= I Hope I Get It =

Song from A Chorus Line

"I Hope I Get It" is a song from the musical A Chorus Line.

==Production==
A Chorus Line premiered Off-Broadway at The Public Theater in May 1975. The musical moved to Broadway at the Shubert Theatre in July 1975.

==Synopsis==
The dancers sing about their worries, fears, and doubts regarding a new job opportunity. Only a select few may be chosen, so they are trying to keep their cool under enormous pressure. They feel like everything they have done throughout their life had led up to this moment. The song features Zach (with spoken lines), Tricia (in a featured singing solo near the beginning) and Paul (in a featured singing solo at the end).

==Analysis==
Musicals101 explains:

"I Hope I Get It" is a ten-minute sequence, one of the most exciting openings in all musical theatre.
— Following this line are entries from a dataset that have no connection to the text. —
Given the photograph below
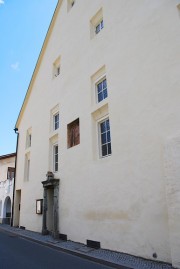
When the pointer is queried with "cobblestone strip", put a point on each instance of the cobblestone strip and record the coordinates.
(102, 254)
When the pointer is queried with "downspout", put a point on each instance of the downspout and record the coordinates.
(12, 216)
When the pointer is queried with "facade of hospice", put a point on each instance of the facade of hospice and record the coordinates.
(7, 172)
(99, 131)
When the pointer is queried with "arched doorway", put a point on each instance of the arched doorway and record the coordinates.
(7, 211)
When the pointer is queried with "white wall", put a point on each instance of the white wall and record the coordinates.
(6, 185)
(120, 200)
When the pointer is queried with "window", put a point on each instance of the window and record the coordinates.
(56, 67)
(99, 27)
(96, 23)
(105, 138)
(10, 173)
(56, 121)
(28, 138)
(27, 167)
(55, 157)
(70, 4)
(73, 133)
(101, 88)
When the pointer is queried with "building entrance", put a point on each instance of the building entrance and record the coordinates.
(51, 206)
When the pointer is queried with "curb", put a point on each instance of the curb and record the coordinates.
(71, 252)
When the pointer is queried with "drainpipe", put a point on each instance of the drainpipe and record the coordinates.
(16, 132)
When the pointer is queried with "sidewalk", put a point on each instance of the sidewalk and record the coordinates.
(107, 257)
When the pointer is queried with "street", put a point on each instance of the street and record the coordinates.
(19, 253)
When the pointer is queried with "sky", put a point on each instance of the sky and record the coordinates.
(23, 27)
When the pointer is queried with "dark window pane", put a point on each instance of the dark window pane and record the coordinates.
(100, 97)
(104, 84)
(56, 149)
(109, 148)
(105, 93)
(103, 138)
(99, 87)
(108, 136)
(102, 24)
(107, 125)
(97, 28)
(56, 166)
(103, 127)
(104, 150)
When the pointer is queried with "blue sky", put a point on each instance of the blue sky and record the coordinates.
(23, 27)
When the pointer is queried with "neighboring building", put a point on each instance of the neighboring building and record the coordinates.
(7, 170)
(102, 113)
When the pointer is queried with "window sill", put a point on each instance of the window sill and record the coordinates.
(100, 110)
(53, 134)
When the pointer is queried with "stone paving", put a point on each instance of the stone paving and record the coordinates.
(116, 258)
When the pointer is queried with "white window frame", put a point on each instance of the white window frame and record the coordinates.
(54, 158)
(55, 122)
(70, 4)
(57, 67)
(101, 26)
(29, 138)
(27, 167)
(98, 81)
(99, 137)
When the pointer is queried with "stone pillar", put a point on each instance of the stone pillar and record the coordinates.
(44, 225)
(55, 212)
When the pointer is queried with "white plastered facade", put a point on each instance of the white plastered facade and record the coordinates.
(124, 200)
(6, 187)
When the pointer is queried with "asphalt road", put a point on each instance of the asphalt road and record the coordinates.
(19, 253)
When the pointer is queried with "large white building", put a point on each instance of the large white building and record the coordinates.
(7, 169)
(102, 113)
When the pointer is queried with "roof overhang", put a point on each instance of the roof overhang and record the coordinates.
(28, 93)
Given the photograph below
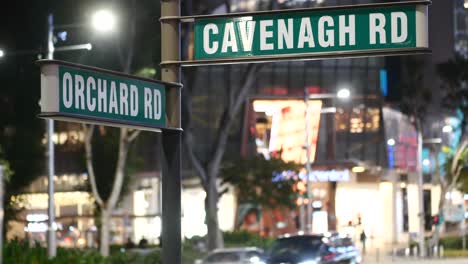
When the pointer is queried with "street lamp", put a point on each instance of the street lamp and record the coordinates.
(447, 129)
(342, 94)
(103, 20)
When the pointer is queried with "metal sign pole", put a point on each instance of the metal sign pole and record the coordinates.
(2, 213)
(51, 240)
(171, 178)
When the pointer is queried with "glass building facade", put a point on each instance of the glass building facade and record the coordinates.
(353, 131)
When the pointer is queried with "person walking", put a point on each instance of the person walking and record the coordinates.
(363, 238)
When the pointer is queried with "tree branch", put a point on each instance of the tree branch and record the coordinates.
(228, 118)
(119, 170)
(89, 131)
(133, 135)
(188, 140)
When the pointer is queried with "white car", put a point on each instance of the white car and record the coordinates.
(250, 255)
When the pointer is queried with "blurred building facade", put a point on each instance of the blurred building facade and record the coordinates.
(360, 132)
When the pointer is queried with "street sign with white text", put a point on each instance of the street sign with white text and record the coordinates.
(363, 30)
(85, 94)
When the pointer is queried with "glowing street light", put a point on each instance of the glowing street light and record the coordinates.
(103, 20)
(447, 129)
(426, 162)
(343, 93)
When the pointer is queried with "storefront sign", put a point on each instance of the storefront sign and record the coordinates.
(330, 175)
(84, 94)
(364, 29)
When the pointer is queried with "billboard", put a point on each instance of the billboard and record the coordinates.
(287, 126)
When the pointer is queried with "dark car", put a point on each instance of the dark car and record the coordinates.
(313, 249)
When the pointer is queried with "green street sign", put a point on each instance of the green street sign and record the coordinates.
(85, 94)
(363, 30)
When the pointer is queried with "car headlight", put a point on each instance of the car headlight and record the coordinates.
(309, 261)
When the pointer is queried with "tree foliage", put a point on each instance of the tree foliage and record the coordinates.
(269, 183)
(454, 74)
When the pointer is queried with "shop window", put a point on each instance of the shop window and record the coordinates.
(358, 120)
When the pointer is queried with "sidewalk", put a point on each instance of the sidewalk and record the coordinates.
(373, 259)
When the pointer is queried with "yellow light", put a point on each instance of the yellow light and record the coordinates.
(358, 169)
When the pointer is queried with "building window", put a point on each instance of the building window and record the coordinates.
(358, 120)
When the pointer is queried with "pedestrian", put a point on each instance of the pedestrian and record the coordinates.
(363, 238)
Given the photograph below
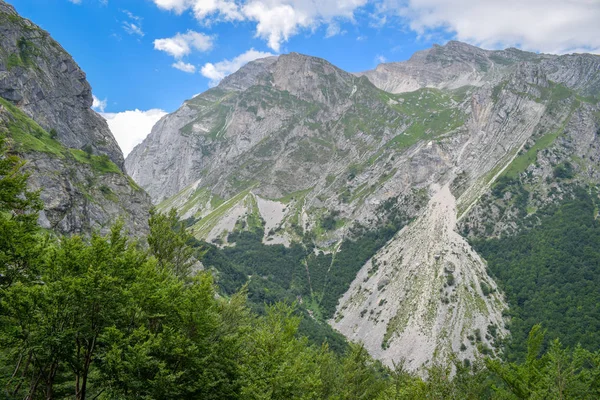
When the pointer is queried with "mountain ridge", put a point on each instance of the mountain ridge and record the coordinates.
(313, 152)
(73, 158)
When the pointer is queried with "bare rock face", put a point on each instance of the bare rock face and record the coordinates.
(420, 299)
(45, 112)
(292, 141)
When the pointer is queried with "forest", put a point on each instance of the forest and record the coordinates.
(110, 317)
(551, 274)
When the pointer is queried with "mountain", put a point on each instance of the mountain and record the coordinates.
(45, 111)
(389, 165)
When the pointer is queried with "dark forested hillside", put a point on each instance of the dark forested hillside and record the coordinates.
(107, 318)
(551, 274)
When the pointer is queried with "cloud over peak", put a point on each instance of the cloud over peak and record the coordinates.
(553, 26)
(217, 71)
(182, 44)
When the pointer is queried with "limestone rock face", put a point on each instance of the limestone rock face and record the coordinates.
(292, 141)
(45, 113)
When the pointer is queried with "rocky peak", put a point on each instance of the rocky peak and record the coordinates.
(303, 76)
(254, 73)
(43, 80)
(45, 112)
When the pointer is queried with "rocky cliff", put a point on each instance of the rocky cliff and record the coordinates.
(305, 151)
(73, 158)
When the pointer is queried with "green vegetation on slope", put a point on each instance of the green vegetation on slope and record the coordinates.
(27, 136)
(107, 319)
(551, 274)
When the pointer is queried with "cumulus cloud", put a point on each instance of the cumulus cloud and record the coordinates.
(131, 127)
(216, 72)
(183, 44)
(185, 67)
(552, 26)
(134, 25)
(276, 20)
(99, 105)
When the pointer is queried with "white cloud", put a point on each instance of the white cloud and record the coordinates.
(131, 127)
(183, 44)
(276, 20)
(216, 72)
(552, 26)
(185, 67)
(99, 105)
(133, 29)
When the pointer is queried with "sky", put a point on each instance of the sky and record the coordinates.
(143, 58)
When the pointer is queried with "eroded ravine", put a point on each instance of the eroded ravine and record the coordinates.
(425, 295)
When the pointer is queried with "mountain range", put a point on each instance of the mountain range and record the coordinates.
(386, 182)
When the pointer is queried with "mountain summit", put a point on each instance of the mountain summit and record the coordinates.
(72, 156)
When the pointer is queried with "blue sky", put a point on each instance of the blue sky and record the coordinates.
(145, 57)
(124, 68)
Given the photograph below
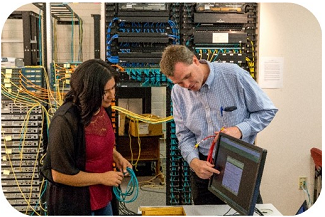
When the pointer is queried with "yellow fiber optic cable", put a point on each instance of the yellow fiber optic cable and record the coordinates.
(142, 118)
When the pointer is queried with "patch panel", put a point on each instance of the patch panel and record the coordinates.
(10, 130)
(21, 123)
(24, 208)
(14, 202)
(19, 195)
(18, 150)
(21, 136)
(17, 175)
(18, 163)
(11, 143)
(22, 156)
(20, 117)
(16, 189)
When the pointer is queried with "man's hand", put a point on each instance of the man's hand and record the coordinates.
(232, 131)
(203, 169)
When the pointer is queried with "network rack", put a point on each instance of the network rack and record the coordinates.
(137, 33)
(223, 32)
(21, 150)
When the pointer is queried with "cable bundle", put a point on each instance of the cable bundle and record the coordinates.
(131, 189)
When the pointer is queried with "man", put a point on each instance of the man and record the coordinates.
(207, 98)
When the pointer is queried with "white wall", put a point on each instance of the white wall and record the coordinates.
(12, 34)
(286, 30)
(290, 31)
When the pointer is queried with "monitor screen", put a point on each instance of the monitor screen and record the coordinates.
(241, 166)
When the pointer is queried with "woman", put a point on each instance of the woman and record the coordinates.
(80, 153)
We are watching the beginning of the final phase of a Broadway tryout. A rehearsal piano plays as Bennett fills the stage with flying arms and legs, as groups of dancers in rehearsal clothes vanish and reappear. The dancers eventually surge forward into a line, holding their eight-by-ten inch head shots in front of them.

==Critical reception==
Ken Mandelbaum, author of A Chorus Line and the Musicals of Michael Bennett, commented "This moment – one of the show's most celebrated – represents the perfect blend of theme, staging concept, musical underscoring, lighting, and set design that marks the entire evening".